L’incendio sul Monte Barbaro (Dario Russo – da Facebook)
in foto: L’incendio sul Monte Barbaro (Dario Russo – da Facebook)

I fuochi d'artificio sono sfuggiti al controllo e sono finiti sulla vegetazione, dando inizio a un incendio che si è propagato rapidamente estendendosi per centinaia di metri: nel bilancio finale non ci sono feriti, ma un intero costone è stato ridotto in cenere. C'è questo dietro il vasto incendio che, nella serata del 14 settembre e fino a notte fonda, ha bruciato sul versante che si affaccia su via Campana e via Fascione del Monte Barbaro, a Pozzuoli, nell'immediata provincia di Napoli. I militari, intervenuti in seguito alla segnalazione di numerosi cittadini, con veloci indagini sono riusciti a determinare l'origine delle fiamme, identificando la responsabile nella titolare di un noto ristorante di via Fascione, a Pozzuoli.
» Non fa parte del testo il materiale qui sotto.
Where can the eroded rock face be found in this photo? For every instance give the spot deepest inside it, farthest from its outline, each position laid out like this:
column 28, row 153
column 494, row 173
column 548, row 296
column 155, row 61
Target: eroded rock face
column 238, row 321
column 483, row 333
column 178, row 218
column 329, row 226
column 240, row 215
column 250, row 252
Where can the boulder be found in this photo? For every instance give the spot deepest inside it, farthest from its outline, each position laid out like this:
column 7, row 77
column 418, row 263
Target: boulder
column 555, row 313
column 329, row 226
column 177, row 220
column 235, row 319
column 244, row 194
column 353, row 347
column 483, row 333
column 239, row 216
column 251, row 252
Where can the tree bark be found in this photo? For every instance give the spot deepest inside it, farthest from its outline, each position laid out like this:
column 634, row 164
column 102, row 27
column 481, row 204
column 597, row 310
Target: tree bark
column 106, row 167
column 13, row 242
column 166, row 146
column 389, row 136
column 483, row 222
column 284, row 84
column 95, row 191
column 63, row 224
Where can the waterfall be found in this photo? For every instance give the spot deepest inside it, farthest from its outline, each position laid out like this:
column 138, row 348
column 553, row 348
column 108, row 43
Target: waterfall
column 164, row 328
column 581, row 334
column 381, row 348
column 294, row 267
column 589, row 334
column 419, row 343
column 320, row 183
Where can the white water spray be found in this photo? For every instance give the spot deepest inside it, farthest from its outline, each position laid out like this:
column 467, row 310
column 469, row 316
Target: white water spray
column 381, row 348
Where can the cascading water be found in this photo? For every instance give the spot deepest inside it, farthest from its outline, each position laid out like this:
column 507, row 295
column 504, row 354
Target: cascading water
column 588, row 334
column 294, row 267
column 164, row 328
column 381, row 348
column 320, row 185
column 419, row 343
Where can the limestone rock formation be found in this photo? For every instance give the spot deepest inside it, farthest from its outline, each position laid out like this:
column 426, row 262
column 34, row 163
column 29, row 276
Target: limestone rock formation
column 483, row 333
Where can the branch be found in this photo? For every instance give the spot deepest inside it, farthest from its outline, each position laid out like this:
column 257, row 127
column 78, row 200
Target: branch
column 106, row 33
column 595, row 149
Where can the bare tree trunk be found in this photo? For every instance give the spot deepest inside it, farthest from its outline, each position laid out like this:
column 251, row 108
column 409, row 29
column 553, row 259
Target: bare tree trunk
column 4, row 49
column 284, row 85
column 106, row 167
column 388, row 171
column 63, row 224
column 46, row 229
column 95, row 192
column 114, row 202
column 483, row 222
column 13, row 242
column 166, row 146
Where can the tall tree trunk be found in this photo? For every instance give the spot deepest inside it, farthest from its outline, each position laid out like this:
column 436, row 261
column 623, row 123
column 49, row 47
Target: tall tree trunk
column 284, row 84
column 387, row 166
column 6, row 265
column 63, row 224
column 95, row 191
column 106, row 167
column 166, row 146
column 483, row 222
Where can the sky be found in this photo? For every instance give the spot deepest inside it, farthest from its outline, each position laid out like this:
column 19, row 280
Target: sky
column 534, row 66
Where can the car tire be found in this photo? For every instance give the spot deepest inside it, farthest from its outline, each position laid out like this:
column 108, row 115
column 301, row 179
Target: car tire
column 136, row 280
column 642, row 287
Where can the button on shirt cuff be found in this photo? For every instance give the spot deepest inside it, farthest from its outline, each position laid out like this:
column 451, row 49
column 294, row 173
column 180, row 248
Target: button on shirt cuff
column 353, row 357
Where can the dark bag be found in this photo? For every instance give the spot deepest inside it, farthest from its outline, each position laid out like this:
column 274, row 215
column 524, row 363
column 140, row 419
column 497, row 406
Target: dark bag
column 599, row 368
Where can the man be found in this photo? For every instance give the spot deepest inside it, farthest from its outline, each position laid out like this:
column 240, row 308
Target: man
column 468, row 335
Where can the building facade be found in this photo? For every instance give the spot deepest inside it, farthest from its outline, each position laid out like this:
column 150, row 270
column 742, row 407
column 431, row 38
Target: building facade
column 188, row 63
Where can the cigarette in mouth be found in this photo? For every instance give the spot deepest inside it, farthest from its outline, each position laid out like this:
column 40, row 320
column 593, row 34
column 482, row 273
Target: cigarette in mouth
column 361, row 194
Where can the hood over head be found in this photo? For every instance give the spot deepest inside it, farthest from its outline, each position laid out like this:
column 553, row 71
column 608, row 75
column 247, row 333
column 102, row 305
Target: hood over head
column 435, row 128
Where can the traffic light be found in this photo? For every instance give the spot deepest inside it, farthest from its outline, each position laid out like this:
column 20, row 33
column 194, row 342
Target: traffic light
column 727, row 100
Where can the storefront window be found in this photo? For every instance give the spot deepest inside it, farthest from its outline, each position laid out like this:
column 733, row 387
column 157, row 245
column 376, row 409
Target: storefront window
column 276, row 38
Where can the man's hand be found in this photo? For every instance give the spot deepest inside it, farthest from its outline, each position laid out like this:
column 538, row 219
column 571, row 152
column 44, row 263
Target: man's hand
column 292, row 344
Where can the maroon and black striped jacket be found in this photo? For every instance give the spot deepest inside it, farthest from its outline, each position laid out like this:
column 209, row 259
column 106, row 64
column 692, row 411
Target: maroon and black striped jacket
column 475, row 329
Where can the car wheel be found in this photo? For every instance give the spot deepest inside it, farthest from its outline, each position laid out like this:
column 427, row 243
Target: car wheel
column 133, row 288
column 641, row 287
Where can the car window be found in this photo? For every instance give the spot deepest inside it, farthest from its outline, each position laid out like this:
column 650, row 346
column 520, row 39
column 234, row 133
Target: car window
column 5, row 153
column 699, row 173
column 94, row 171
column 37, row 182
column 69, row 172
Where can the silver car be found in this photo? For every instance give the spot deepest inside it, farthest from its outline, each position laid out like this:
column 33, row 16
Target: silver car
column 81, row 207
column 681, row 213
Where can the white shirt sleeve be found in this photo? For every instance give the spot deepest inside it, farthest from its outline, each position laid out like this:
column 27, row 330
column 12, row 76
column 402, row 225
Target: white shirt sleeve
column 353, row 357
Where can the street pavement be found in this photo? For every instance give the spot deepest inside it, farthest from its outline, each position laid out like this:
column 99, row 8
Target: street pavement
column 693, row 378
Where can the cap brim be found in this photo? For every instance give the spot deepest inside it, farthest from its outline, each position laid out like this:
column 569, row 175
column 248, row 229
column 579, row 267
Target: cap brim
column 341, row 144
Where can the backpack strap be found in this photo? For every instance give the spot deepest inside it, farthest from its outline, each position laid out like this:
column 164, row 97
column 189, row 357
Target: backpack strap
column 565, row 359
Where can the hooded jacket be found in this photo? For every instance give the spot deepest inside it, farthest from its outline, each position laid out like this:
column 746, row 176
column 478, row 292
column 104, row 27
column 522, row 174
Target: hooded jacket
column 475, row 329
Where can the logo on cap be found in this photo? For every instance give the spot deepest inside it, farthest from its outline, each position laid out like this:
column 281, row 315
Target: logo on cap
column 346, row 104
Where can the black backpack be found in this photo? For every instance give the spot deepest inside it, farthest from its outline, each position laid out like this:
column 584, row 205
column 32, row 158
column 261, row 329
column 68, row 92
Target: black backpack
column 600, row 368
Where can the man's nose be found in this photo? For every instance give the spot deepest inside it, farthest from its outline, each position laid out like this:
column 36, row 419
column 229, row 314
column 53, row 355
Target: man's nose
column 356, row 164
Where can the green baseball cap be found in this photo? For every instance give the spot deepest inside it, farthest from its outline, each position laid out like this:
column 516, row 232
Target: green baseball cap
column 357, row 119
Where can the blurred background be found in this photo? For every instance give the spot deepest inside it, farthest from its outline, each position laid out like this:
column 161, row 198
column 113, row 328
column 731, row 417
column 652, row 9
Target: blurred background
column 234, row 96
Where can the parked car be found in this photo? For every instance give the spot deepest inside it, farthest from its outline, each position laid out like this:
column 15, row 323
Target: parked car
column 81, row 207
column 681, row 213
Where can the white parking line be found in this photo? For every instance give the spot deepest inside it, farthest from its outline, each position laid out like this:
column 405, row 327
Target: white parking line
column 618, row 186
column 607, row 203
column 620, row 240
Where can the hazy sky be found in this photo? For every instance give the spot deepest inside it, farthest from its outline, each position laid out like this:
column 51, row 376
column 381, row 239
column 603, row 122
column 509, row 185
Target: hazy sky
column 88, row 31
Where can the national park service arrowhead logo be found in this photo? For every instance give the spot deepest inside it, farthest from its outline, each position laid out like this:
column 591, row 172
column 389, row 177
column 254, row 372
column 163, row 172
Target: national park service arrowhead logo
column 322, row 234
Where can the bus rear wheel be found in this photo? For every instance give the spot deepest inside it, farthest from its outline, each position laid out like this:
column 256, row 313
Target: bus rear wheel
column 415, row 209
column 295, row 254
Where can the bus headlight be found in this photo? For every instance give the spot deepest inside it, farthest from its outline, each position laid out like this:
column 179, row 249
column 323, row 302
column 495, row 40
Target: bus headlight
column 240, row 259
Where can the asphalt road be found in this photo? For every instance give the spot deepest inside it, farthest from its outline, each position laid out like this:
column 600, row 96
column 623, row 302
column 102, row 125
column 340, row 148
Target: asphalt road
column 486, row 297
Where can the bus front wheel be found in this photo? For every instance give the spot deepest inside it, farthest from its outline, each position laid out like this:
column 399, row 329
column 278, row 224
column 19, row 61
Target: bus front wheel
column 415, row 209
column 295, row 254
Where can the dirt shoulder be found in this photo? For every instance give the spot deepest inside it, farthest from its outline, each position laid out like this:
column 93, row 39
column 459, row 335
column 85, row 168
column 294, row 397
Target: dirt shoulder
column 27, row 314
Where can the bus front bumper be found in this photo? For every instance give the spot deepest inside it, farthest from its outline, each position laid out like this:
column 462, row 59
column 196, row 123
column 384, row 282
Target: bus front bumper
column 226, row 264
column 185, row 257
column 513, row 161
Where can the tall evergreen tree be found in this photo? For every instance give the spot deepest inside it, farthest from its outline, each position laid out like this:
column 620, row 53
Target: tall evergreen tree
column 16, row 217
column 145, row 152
Secondo quanto appurato dai carabinieri della sezione Radiomobile di Pozzuoli, la donna stava dando festeggiamenti per gli ospiti presenti nel locale quando alcuni fuochi pirotecnici esplosi sono finiti in un'area vicina, dove c'era una folta vegetazione; i botti hanno incendiato degli arbusti e velocemente le fiamme, spinte anche dal vento, hanno divorato foglie e piante fino a bruciare l'intero costone collinare, distruggendo due ettari di terreno in pochi minuti.

L'incendio era visibile da Pozzuoli e da Arco Felice, molti cittadini hanno seguito con apprensione le fasi dello spegnimento, preoccupati che il fuoco potesse raggiungere il centro abitato. I Vigili del Fuoco di Napoli e Pozzuoli sono riusciti a spegnere il fuoco prima che arrivasse alle vicine abitazioni, per le operazioni è stato usato anche un elicottero del Centro Operativo Territoriale della Regione Campania. La 48enne è stata denunciata per incendio colposo e accensione ed esplosioni pericolose.